In the July 1990 edition of The Games Machine, the reviewer thought the game would be perfect to play in schools and colleges due to being educational, easy to use, and quick to play.

In the July 1990 edition of Games International (Issue 16), Brian Walker liked the tone of the game, commenting, "The stylised messages on each screen advising of all the nasties around us are superbly rendered while the content strikes just the right note: neither hectoring or patronising." He did find "heavy-handed humour in the manual gets to be a bit wearing but otherwise it is a fine and comprehensive effort." Walker concluded by giving the game above average ratings of 8 out of 10 for both gameplay and graphics, saying, "You'd have to be a right plonker not to find Balance of the Planet fascinating in some way."

In the November 1990 edition of Macworld, Tom Moran noted the serious nature of the game, stating that "the results are rather grim ... you'll get some improvements in the state of the ecology, but you'll most likely get the soul-shivering message that millions have starved to death during your administration." They noted that Balance of the Planet contains some interesting information in regards to ecology, but criticized its "uninteresting interface" and "too little information on how the simulation works", remarking that "[t]he most obvious way to find out the gross effects of any of the more than 20 variables is to slog it out with the empirical method: change only one variable to its maximum value, step through all nine stages of the game, note the results, start over, change the same variable to its minimum value, and repeat the process." Macworld was frustrated by this trial and error tedium to discern the meaning behind the manipulatable variables.
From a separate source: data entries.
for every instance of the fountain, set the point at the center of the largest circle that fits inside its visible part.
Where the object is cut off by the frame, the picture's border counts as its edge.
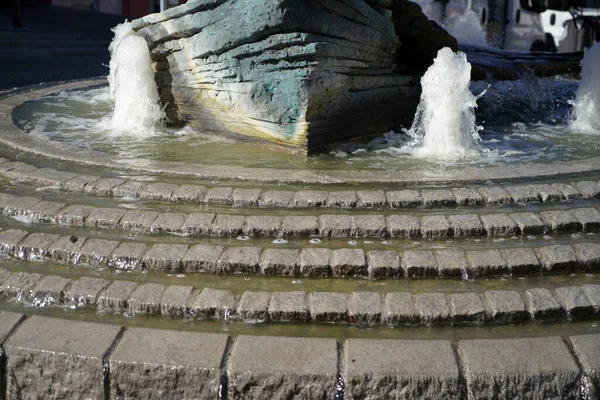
(185, 264)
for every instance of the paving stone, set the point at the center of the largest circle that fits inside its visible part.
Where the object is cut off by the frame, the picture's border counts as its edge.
(398, 308)
(541, 304)
(60, 358)
(174, 301)
(253, 306)
(400, 369)
(384, 264)
(128, 255)
(198, 224)
(202, 258)
(145, 299)
(288, 306)
(541, 368)
(219, 195)
(264, 367)
(419, 263)
(105, 218)
(329, 307)
(314, 262)
(403, 226)
(465, 225)
(281, 262)
(299, 225)
(240, 260)
(521, 261)
(115, 297)
(182, 365)
(404, 198)
(97, 251)
(336, 225)
(213, 303)
(558, 258)
(85, 291)
(504, 305)
(138, 220)
(466, 307)
(498, 225)
(165, 257)
(348, 263)
(486, 263)
(529, 223)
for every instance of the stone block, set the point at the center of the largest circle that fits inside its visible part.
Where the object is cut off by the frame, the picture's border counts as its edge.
(264, 367)
(174, 364)
(58, 359)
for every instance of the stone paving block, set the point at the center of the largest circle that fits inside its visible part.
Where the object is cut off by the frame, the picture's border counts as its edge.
(403, 226)
(174, 301)
(128, 255)
(384, 264)
(364, 308)
(145, 299)
(431, 308)
(202, 258)
(288, 306)
(541, 304)
(314, 262)
(504, 305)
(105, 218)
(419, 263)
(165, 257)
(281, 262)
(435, 226)
(253, 306)
(85, 291)
(574, 302)
(540, 368)
(213, 303)
(263, 367)
(300, 225)
(240, 260)
(498, 225)
(336, 225)
(115, 297)
(58, 359)
(521, 261)
(97, 251)
(173, 365)
(400, 369)
(348, 263)
(466, 307)
(558, 258)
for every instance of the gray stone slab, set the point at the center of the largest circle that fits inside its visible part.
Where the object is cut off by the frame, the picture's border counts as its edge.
(348, 263)
(202, 258)
(145, 299)
(115, 297)
(280, 262)
(165, 257)
(314, 262)
(253, 306)
(264, 367)
(504, 305)
(541, 304)
(174, 301)
(240, 260)
(400, 369)
(288, 306)
(58, 359)
(213, 304)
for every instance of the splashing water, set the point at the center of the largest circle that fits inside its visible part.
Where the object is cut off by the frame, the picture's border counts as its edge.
(444, 126)
(586, 106)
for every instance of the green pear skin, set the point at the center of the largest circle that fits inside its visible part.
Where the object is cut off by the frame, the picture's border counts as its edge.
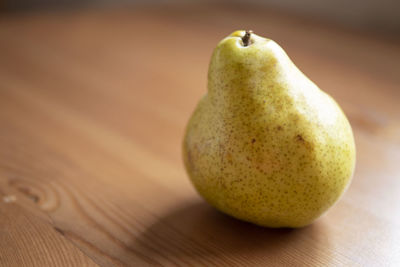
(265, 144)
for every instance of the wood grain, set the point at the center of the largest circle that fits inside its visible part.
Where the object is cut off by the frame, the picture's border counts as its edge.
(93, 106)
In the January 1991 edition of Compute!, Richard O. Mann wrote that the game offered a challenging, intellectual, effective, and thoughtful consideration of the "ultimate puzzle" that world leaders face on a day-to-day basis.
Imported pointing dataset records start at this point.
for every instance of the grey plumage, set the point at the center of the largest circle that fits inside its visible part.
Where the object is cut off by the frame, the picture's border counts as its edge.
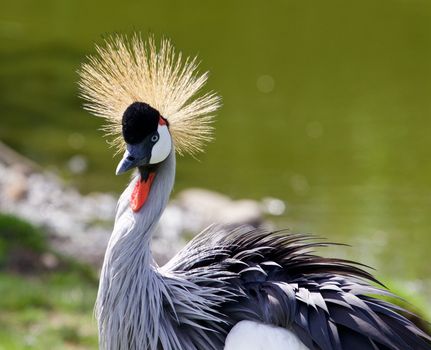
(225, 275)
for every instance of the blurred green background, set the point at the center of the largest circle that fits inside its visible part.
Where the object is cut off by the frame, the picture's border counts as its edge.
(326, 105)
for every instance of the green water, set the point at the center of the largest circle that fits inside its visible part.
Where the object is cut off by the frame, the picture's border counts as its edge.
(326, 106)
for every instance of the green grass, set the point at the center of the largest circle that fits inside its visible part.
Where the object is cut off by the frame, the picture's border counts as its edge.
(41, 307)
(53, 311)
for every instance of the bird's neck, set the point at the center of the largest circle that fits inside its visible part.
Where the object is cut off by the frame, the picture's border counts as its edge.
(128, 282)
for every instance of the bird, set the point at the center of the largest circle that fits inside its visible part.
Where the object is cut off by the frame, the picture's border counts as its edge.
(231, 287)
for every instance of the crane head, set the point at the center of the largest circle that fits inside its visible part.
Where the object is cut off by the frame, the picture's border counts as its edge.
(146, 135)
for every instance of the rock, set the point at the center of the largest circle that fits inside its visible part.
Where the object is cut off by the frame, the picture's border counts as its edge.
(80, 225)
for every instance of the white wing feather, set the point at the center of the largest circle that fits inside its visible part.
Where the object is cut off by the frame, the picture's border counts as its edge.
(248, 335)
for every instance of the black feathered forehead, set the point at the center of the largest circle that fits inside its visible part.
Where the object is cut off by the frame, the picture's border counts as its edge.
(139, 121)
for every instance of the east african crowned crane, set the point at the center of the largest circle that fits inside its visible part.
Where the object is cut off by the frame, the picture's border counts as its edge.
(230, 287)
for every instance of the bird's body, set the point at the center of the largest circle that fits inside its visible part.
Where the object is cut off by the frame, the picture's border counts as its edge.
(230, 287)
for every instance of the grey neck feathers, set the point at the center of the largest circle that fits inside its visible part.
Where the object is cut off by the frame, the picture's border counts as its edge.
(128, 304)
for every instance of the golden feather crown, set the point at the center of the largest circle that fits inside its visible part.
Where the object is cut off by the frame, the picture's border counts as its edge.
(127, 70)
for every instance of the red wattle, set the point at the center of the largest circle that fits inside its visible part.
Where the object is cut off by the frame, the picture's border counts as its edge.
(140, 192)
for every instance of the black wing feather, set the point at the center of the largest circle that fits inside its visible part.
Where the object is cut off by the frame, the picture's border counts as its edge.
(274, 278)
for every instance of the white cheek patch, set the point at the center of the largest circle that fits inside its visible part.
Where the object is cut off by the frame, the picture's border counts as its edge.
(162, 147)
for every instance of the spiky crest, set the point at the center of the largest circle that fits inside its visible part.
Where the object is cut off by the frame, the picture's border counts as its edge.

In December 1991 edition of Environmental History Review, Dan Holder appreciated that the title challenged the common desire for people to find simple solutions to complex problems.

In a retrospective reviews in the 2010 book Persuasive Games: The Expressive Power of Videogames, Ian Bogost felt the game was sophisticated, complex, and expressive.

==Legacy==
In 2012, Crawford created a Kickstarter project for a remake of Balance of the Planet, which would be made free on the internet. He did not take into account that donors would be wary to pay for a project that might never be released or fall way behind schedule. For this reason, he stated that Balance of the Planet's Kickstarter became a dismal failure. 264 backers pledged a total of $13,594 out of a $150,000 fund goal.